Muchas cosas he adoptado en mi afán de hacer creer a los demás que soy una persona normal.
Una de ellas fue divulgar mi supuesta aversión por la rutina. Ya se sabe, uno es joven, quiere ser romántico y soñador aunque en realidad no lo sea pero se disculpa pues lo más probable es que realmente ni siquiera él lo sepa. En fin, disculpas aparte y explicaciones o excusas que salen sobrando, amo la rutina.

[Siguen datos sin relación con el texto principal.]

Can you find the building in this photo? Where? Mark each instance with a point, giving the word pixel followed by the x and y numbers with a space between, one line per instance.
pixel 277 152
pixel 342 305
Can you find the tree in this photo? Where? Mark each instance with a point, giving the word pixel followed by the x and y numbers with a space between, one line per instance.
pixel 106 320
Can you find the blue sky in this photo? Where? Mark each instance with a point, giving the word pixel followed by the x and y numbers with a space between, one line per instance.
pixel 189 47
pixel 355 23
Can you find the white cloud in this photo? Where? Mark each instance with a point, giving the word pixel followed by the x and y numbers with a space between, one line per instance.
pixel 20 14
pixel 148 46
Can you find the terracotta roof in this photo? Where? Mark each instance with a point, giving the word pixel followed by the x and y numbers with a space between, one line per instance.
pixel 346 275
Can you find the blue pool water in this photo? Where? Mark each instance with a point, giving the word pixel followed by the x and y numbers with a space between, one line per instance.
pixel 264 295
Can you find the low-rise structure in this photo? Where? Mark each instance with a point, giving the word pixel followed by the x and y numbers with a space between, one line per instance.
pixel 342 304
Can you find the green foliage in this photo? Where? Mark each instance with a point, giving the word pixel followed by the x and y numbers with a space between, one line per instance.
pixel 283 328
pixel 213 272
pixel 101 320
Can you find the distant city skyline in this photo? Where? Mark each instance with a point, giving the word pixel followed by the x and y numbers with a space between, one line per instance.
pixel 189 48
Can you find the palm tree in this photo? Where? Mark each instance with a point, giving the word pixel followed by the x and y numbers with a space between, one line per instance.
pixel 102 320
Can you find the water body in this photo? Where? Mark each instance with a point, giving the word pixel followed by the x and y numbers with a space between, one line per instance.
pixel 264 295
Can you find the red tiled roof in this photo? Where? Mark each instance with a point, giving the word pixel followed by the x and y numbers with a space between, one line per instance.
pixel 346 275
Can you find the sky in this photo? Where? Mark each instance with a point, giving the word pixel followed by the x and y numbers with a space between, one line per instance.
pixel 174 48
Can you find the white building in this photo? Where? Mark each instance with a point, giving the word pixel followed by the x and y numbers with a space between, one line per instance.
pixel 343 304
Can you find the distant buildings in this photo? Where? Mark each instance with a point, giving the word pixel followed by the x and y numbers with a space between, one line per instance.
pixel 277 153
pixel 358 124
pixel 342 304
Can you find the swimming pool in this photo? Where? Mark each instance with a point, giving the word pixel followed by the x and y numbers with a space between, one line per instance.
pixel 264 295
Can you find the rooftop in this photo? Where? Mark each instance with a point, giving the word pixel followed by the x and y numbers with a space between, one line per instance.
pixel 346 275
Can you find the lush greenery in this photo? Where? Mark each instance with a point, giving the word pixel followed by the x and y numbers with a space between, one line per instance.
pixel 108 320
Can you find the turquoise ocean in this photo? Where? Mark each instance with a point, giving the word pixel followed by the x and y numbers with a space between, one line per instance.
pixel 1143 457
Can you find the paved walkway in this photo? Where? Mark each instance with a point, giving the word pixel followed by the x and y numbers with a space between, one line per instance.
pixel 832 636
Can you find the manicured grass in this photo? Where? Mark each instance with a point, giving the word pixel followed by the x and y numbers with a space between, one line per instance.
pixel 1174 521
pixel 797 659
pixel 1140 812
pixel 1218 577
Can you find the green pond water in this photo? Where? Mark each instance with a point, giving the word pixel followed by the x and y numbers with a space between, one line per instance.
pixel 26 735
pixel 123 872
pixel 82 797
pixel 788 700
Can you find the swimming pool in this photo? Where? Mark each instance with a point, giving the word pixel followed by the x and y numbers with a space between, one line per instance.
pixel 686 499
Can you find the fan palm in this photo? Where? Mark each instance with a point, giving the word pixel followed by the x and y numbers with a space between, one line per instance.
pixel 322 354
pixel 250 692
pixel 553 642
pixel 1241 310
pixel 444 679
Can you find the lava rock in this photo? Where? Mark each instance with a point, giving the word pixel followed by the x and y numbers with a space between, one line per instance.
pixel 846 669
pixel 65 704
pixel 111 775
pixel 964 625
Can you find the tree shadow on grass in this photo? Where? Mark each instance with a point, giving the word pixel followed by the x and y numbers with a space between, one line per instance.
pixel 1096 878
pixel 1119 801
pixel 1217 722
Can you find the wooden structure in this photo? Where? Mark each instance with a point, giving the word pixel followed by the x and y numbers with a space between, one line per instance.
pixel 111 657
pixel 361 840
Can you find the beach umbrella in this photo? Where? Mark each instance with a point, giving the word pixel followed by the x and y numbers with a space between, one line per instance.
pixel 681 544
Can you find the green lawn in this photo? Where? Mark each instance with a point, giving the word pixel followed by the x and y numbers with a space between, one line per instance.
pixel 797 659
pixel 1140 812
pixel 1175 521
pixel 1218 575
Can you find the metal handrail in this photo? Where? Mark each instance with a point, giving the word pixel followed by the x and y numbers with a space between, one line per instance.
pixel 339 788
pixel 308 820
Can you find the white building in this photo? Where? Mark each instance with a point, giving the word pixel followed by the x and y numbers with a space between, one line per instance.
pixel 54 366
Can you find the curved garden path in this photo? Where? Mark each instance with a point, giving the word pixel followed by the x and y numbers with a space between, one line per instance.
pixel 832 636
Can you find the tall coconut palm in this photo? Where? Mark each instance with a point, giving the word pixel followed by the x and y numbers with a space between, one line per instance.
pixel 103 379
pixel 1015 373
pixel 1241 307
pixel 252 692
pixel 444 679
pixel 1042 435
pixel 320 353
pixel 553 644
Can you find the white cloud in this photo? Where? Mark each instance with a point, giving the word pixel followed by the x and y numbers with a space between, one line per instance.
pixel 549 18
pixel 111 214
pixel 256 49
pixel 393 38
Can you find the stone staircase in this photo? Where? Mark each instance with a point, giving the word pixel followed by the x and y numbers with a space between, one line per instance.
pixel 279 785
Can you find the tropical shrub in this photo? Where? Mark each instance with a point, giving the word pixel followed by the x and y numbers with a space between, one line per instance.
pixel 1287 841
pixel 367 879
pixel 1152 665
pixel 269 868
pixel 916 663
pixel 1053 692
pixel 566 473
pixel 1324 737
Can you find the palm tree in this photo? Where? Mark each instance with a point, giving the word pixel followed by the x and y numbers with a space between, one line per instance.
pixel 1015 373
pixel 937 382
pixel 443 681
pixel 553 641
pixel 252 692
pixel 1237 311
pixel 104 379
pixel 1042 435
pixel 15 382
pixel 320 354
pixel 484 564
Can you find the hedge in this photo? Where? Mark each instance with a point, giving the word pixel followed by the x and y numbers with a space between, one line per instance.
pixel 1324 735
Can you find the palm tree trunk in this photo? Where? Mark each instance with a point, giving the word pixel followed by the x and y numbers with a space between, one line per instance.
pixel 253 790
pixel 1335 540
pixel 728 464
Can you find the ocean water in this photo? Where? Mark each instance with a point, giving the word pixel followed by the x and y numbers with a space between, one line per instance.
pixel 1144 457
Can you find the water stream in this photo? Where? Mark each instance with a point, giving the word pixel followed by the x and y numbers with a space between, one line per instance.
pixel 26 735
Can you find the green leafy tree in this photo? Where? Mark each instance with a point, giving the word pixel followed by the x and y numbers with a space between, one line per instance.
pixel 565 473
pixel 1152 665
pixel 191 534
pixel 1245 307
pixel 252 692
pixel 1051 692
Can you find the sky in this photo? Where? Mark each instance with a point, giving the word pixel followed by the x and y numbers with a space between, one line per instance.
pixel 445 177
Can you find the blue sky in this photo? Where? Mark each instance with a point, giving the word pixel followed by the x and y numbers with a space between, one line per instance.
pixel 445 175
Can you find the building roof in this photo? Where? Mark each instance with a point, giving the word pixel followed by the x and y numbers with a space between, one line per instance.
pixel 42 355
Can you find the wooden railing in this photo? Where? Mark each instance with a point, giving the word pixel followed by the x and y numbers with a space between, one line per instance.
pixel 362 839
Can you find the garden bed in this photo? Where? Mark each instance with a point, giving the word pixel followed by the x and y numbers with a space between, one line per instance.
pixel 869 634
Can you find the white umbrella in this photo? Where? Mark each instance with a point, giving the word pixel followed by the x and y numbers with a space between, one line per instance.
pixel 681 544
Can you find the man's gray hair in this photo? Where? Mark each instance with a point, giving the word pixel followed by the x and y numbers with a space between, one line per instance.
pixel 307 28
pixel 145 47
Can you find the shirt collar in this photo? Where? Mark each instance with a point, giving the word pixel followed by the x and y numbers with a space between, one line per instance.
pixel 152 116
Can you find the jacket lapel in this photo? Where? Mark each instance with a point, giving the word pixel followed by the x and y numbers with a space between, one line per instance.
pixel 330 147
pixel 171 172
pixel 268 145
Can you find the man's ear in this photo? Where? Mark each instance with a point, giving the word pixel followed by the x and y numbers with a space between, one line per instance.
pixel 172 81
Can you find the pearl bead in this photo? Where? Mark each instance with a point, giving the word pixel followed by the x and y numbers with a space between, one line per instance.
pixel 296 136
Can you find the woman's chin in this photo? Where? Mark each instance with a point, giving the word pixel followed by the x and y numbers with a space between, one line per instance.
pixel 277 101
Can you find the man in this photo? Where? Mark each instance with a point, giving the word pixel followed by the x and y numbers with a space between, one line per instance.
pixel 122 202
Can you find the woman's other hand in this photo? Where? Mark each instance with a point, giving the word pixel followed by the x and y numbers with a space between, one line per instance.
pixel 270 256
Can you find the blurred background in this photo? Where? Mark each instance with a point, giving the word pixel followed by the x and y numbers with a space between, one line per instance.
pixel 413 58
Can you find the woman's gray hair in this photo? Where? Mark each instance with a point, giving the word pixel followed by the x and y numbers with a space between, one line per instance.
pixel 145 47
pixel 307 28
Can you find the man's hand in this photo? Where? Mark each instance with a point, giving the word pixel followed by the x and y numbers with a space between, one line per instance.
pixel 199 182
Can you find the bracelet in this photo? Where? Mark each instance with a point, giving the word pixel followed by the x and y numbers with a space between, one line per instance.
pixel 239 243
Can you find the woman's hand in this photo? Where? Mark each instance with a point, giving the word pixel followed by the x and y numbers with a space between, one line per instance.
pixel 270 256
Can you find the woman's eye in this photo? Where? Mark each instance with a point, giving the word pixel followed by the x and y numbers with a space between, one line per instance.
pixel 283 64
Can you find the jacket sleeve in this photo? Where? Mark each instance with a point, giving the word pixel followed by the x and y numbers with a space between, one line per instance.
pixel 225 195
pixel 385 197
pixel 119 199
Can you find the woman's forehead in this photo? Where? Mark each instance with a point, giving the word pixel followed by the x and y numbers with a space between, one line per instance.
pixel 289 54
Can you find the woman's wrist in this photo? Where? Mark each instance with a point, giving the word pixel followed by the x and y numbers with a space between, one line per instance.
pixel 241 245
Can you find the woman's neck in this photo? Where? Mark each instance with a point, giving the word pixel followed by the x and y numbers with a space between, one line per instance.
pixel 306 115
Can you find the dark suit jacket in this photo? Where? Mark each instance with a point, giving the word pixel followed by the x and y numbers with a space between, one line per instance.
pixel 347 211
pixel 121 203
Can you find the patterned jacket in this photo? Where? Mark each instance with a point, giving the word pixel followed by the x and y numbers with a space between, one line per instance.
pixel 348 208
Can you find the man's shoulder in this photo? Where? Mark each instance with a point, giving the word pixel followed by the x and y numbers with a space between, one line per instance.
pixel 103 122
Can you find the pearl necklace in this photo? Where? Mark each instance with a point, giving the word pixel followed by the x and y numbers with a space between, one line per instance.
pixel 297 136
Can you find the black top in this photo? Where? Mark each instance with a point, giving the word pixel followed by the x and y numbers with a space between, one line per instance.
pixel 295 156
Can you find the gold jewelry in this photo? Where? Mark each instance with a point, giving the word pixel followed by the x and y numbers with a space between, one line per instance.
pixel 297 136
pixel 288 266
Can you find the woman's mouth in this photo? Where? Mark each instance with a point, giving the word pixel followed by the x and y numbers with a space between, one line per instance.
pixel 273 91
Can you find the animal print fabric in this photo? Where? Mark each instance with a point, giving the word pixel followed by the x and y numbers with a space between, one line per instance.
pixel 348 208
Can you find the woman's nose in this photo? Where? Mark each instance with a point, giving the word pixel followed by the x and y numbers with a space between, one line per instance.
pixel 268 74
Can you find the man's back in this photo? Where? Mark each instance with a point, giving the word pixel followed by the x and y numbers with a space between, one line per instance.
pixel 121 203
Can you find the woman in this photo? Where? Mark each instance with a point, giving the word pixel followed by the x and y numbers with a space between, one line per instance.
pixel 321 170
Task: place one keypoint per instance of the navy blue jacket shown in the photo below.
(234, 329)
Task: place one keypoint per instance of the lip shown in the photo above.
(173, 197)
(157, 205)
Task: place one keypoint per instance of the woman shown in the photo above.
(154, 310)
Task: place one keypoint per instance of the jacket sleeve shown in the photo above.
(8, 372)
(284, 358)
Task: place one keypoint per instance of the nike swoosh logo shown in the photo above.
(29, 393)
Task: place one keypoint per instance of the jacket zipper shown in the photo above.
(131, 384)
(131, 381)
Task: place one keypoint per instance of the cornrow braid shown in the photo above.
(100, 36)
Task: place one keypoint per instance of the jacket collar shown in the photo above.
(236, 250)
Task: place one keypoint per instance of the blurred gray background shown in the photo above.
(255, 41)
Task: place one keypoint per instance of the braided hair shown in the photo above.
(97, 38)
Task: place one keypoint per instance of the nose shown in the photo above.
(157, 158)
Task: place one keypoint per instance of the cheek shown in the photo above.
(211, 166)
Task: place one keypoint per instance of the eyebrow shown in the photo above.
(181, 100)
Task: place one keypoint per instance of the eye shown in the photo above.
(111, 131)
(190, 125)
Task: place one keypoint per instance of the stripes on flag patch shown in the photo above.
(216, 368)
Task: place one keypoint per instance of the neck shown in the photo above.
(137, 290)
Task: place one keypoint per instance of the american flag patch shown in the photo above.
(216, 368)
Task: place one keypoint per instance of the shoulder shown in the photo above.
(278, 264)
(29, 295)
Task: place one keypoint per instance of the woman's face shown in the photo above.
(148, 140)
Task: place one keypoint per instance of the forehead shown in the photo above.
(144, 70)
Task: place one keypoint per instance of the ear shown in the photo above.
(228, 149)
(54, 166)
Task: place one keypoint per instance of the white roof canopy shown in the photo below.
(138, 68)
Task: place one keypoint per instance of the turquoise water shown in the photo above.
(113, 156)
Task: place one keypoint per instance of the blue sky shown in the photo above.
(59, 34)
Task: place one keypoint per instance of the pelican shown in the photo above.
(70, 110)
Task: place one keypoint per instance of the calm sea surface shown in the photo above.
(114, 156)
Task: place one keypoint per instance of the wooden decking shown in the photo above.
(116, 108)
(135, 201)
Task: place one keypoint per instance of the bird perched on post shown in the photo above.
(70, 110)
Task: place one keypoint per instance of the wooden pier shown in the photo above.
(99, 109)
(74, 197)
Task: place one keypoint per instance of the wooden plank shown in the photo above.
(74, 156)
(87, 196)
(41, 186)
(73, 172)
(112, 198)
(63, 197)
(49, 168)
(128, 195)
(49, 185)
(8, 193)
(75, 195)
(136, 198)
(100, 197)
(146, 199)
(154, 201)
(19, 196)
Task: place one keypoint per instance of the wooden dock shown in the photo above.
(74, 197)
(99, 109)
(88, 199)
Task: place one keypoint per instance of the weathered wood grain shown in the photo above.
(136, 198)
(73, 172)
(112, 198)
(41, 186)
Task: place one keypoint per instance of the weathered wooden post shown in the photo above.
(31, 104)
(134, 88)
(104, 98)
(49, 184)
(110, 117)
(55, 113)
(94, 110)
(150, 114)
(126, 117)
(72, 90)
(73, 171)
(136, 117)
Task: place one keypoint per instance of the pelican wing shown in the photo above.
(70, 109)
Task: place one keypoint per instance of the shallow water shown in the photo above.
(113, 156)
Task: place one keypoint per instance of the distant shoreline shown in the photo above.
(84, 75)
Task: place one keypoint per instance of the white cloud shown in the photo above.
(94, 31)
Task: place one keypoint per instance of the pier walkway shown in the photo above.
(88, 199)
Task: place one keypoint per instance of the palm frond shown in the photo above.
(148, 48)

Porque la rutina no es más que el marco de nuestras locuras. Porque no se puede hablar de algo inesperado si vivimos toda una vida de cosas impredecibles. ¿Qué gracia puede tener la locura de alguien que se la pasa haciéndolas? Vivir con parámetros es uno de los placeres más subestimados. Saber que a tal momento sucederá aquello que sin importar cuanto lo quieras o lo detestes, conoces, es un festival de respuestas repasadas una y mil veces, un examen que puedes hacer con los ojos cerrados y al cual tus entrañas con la sabiduría de millones de años de evolución responderán afirmando y agradeciendo en tranquilidad y ocio repetido.
Y claro, todos la odian pero es cuestión nada más de sentarse un minuto a caminar y pensar en todas esas cosas que hacemos repetida y religiosamente cada día a la misma hora y por el mismo canal. Literalmente en algunas ocasiones. Le confiamos a la vilipendiada rutina nuestras actividades más esenciales y aquellas que finalmente nos otorgan más placer. Dormir, comer y mejor paro de contar pues hay temas biológicos que es mejor dejar en intención rebelde.
Si se tiene entonces una rutina miserable hay que apuntar con mayor acierto y ubicar al enemigo en su justo lugar. No hay que odiarla por rutina sino más bien por miserable. La felicidad entonces no es pasajera, es eso que amamos que nos suceda cada día. Ya es hora de dormir.